Kanun icrasında işaret parmağımıza taktığımız bir yüzük ve onun arasına sıkıştırdığımız bir mızrap kullanıyoruz. Klasik icra bu şekilde gerçekleşse de modern kanun icrasında tüm parmaklarımızı aktif olarak kullanıyoruz. Hem icracı hem öğretmen olmamdan dolayı uzun yıllardır kanunun öğretilmesi ve yaygınlaştırılması konusunda yoğun bir çaba sarf ediyorum. Türkiye’de yaşadığım dönemde farklı yaş gruplarından çok sayıda öğrencim oldu. Kanuna ilgi duyan herkesin mutlaka kendisine bu şansı tanıması gerektiğini düşünüyorum. Konser vermek üzere gittiğim ülkelerde yabancıların kanuna çok yoğun ilgisi olduğu hep dikkatimi çekerdi. Bundan dolayı da Amerika’da yaşamaya başladığım andan itibaren kanunu tanıtmak ve öğretmek için kolları sıvadım. Küçük tanıtım konserleri yaptım. Ayrıca üniversitelerde özel etkinliklerde sahneye çıktım. Tamamen gönüllü olarak başlattığım bu çalışmalardaki amacım, kanunun ve müziğimizin farklı kültürlerden gelen insanlara ulaşmasını sağlamaktı. Bu anlamda yaptığımız kanun derslerimizde çok iyi yol kat eden öğrencilerim var. Zaman içerisinde daha da ileri seviyeye gelerek onlarla birlikte önemli bir günde bir konser vermek üzere hazırlıklarımıza devam ediyoruz.

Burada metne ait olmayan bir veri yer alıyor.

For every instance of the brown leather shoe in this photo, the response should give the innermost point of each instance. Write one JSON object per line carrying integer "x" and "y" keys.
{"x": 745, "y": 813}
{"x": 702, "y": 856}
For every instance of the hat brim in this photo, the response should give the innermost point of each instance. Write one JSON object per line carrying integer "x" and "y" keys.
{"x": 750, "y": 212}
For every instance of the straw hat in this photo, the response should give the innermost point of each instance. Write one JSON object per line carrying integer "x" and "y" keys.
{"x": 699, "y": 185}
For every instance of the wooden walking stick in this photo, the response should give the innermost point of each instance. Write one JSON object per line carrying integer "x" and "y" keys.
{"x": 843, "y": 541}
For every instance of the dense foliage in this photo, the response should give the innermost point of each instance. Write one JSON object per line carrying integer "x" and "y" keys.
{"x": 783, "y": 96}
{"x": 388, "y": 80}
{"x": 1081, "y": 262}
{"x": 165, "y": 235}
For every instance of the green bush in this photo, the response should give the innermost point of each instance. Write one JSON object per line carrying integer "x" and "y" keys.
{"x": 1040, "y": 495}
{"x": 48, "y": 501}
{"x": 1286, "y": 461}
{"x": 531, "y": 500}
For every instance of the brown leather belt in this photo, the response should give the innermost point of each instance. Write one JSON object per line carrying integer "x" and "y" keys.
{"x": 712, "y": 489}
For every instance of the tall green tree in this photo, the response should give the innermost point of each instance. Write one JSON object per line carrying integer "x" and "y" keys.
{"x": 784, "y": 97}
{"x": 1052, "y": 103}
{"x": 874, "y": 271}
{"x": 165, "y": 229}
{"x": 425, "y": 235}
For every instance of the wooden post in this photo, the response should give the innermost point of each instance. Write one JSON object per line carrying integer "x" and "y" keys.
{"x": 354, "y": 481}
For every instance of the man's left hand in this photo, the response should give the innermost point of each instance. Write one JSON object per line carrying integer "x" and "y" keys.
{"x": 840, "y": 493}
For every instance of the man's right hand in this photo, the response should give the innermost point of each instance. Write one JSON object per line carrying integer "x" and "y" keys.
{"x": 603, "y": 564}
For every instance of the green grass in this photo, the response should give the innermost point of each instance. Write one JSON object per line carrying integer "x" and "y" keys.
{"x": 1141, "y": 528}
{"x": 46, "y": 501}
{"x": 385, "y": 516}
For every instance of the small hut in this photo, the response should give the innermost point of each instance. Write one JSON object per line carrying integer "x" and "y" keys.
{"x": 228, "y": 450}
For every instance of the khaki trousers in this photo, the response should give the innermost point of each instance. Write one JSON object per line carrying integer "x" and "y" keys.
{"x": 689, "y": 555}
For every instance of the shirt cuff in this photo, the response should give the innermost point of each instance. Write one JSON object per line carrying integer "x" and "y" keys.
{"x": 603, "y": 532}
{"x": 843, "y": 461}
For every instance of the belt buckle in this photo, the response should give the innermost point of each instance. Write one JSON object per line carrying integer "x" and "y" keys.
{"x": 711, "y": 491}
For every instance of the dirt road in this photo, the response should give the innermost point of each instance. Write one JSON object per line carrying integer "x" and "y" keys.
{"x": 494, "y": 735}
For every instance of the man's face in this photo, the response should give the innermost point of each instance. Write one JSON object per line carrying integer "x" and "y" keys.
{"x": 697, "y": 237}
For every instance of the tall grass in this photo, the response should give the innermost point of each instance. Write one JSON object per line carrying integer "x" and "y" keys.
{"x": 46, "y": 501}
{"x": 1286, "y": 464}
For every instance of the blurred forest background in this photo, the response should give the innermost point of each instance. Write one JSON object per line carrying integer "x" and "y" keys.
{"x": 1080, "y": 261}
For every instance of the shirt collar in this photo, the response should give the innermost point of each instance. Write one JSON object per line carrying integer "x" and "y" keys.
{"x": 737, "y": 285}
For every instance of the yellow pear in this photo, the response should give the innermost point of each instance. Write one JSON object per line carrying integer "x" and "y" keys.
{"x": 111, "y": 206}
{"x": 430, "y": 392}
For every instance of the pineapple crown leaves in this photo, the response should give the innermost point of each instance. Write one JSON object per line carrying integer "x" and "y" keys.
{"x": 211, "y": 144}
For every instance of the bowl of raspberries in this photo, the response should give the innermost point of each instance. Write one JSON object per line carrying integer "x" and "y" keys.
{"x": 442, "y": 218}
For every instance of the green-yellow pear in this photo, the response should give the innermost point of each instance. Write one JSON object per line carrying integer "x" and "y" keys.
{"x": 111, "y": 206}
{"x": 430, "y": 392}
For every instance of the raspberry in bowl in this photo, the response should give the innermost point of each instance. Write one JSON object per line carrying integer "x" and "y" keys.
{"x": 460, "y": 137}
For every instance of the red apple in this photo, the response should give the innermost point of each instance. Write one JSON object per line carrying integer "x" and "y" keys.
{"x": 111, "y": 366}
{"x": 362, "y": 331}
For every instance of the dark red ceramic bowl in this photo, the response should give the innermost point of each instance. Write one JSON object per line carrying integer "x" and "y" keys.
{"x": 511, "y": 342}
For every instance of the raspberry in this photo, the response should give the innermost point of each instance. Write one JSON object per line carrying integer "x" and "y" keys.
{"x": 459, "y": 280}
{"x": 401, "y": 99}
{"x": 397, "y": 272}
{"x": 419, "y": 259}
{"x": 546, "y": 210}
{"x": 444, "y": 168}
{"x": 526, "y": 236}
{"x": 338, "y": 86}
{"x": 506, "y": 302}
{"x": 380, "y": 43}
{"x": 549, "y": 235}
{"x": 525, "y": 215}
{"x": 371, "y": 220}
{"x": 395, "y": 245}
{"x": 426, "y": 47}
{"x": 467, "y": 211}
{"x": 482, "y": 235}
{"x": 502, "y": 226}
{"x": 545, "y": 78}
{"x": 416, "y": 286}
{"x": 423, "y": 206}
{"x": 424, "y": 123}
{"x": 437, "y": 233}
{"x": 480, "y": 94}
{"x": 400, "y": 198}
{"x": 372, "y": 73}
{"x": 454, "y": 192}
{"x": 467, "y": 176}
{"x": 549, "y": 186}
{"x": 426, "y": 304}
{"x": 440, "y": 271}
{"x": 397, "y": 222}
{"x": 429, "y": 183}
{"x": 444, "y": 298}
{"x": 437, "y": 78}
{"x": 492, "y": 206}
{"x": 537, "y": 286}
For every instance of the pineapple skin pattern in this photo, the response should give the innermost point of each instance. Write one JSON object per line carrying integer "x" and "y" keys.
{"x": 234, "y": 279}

Bu derslerin devamlılığı ve öğrencilerin çalışmaları neticesinde uzun vadede kanunu kendi müzik kültürlerinin içerisine sokarak, kendi ülkelerinde de bu anlamda çalışmalar gerçekleştirebileceklerine inanıyorum.

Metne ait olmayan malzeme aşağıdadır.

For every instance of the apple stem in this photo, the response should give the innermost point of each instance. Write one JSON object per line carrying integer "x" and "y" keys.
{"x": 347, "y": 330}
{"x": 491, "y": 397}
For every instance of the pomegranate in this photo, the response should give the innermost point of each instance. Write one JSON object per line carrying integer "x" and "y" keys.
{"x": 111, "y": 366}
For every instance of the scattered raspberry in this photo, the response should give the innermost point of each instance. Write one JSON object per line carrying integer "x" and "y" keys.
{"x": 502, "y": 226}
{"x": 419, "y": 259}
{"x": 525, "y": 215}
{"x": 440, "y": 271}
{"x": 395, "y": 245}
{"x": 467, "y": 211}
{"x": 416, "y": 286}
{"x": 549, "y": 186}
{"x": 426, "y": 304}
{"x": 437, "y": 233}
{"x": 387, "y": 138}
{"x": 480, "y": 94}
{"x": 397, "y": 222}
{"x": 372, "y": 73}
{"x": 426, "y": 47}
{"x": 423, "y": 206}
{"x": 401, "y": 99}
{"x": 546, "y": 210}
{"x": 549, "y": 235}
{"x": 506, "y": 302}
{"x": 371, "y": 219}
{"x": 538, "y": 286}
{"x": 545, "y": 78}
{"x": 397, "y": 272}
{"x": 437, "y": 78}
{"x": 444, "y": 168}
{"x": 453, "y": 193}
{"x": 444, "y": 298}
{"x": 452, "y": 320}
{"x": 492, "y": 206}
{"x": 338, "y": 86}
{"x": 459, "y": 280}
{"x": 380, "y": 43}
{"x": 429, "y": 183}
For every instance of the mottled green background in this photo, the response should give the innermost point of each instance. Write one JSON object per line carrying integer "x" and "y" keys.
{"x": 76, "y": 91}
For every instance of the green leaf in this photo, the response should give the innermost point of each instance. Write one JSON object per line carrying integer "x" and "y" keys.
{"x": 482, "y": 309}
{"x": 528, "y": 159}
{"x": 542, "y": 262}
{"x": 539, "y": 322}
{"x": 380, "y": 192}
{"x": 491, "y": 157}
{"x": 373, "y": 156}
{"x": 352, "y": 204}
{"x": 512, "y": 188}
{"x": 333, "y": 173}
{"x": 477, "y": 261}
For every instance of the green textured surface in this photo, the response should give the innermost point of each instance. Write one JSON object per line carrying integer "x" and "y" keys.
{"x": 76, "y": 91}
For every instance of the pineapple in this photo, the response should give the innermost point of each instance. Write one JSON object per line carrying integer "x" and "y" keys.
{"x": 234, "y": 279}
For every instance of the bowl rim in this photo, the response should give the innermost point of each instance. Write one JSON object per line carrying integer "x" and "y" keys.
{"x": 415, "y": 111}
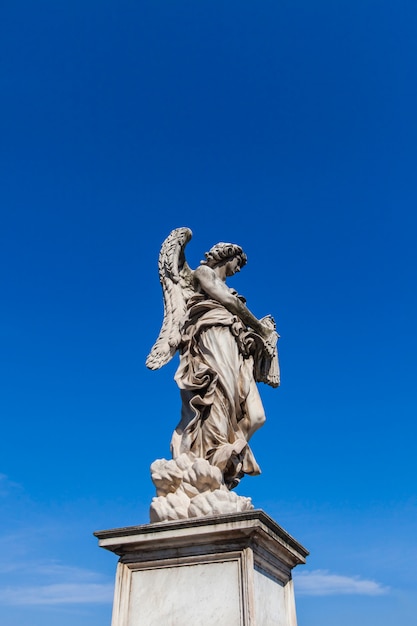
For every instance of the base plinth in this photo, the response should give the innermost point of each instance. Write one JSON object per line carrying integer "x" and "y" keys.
{"x": 226, "y": 570}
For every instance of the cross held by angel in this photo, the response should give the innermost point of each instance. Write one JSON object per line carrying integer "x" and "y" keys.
{"x": 224, "y": 350}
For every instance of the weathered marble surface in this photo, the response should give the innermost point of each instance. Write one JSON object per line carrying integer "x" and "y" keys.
{"x": 227, "y": 569}
{"x": 224, "y": 351}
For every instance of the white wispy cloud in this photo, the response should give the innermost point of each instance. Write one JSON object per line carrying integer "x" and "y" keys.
{"x": 61, "y": 593}
{"x": 324, "y": 583}
{"x": 54, "y": 584}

Amerika’da nasıl karşılıyor insanlar, sesini ilk kez duyduklarında kanunu?
Kanunun çok ilgi gören bir müzik aleti olduğunu net şekilde söyleyebilirim. İnsanlar ilk duyduklarında yakınıma gelip incelemeye başlıyorlar. Fotoğraf çekmek, video çekmek ve soru sormak istiyorlar. Sorular öncelikle müzik aletinin adını öğrenmek için oluyor. Hatta kendi kültürlerinde yer alan ya da farklı bir ülkede karşılaştıkları bir enstrüman olduğunu sananlar olabiliyor. “Bu zihter mi, arp mı, koto mu, santur mu?” gibi sorularla karşılaşıyorum. Amerika’ya ilk geldiğimde, bir kütüphanede düzenlenen etkinlikte sahne almıştım. Programda sürpriz olarak Beethoven’ın “Für Elise” parçasını kanunla çalmayı planladım. Parçayı çalmaya başladığımda, bu tanıdık melodiyi kanundan dinleyen seyirciler arasında kısa süreli bir şaşkınlık oldu. Yıllardır piyanodan dinlemeye alıştığımız bu eserin, kanunun kadim tınısıyla buluşması salondaki atmosferi adeta büyülü bir hale büründürmüştü. Son notalar süzülüp havada asılı kaldığında herkes sessizce nefesini tutmuştu ve ardından büyük bir alkış fırtınası koptu. Konserden sonra yanıma yaşlı bir hanımefendi geldi. Kendisi uzun yıllar piyano çaldığını ve çok sayıda ülkede konserler verdiğini söyleyerek bana bir albümünü hediye etti. “Yıllarca sahnede çaldığım bir eseri piyanoya da benzer özellikleri olan bu güzel enstrümandan dinlemek çok keyifliydi” dedi. Ardından birlikte fotoğraflar çektirdik. O an, kanunun sadece bir enstrüman değil, kültürleri bir araya getiren evrensel bir müzik aleti olduğunu bir kez daha hissettim.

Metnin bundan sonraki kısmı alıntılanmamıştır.